As long as either side has as part of their argument, "The other side is biased, so it must be wrong!" this is a crap debate. And even if we stipulate that the AGW side started the Ad Hominems, it's still an Ad Hominem to point that out as part of your argument.
The whole Mann thing is akin to Pons and Flieschman. That is, the event is used as ammunition against anything pro cold-fusion (or, heck, fusion in general). Is that fair? Forget fair... does that get us closer to the answer?
Mann is old, old news at this point. Anybody using that event doesn't have an argument, they have a vague opinion.
Frankly, I don't buy that AGW is proven by any means.
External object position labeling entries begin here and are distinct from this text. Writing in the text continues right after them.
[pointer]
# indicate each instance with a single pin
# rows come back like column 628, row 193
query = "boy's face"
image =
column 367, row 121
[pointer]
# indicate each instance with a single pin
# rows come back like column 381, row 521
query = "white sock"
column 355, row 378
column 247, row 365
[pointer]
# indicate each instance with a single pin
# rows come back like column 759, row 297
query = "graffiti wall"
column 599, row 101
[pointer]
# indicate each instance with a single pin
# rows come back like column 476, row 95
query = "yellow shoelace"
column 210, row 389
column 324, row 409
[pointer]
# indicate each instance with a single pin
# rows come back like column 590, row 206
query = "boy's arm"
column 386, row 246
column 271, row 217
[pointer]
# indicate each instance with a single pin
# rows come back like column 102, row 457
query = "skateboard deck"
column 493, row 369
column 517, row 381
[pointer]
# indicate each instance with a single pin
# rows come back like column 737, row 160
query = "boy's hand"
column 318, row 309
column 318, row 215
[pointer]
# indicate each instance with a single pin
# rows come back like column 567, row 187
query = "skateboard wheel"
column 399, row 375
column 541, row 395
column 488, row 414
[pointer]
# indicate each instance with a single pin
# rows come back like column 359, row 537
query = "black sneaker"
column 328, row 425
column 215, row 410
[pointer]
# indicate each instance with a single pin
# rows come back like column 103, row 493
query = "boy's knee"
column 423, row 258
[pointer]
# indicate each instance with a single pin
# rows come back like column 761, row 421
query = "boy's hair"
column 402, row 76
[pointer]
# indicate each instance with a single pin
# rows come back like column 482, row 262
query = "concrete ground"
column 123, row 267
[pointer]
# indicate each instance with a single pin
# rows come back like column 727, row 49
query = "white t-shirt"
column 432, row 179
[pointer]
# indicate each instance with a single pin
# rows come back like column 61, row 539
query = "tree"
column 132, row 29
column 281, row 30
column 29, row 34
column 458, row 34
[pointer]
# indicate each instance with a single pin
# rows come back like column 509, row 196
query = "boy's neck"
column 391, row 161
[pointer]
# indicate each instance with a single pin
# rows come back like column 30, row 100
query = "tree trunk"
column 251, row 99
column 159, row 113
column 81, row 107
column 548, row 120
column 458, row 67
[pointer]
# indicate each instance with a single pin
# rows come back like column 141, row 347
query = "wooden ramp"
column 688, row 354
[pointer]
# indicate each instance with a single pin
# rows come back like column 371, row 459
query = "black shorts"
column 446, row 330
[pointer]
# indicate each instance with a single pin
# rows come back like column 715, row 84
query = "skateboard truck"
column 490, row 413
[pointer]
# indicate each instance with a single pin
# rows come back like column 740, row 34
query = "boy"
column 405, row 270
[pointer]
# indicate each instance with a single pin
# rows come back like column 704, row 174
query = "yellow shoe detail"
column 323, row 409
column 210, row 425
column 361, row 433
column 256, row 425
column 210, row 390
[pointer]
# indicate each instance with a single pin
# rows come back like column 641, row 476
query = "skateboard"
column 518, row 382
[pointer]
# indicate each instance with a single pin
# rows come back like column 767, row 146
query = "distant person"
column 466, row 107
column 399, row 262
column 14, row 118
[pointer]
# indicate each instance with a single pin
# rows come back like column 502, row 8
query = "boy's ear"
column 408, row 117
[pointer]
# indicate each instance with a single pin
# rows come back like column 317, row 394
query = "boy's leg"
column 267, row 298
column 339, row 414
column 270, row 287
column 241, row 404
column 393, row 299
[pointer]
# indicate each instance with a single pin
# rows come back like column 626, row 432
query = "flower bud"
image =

But it's the arguments that point out that we don't understand the effects of the various possible inputs that are convincing to me. Not attacks on the credibility of some scientists (other than Mann) that I find very credible. They can be both credible, and even correct in the small scale, and yet wrong on the larger scale.
And the idea that there are no studies coming out that are pro-cooling (or pro-zero change) is ludicrous. I read them on almost a daily basis. right alongside studies that indicate warming. Arguments against AGW should stick to pointing out whether or not such data is being included in overall theories. Like the PDO data.
Huh, seems that somebody is paying attention to these things:
http://www.sciencedaily.com/releases/20 ... 230140.htm
Let's stop pretending that those two web-sites represent their respective sides in their entirity.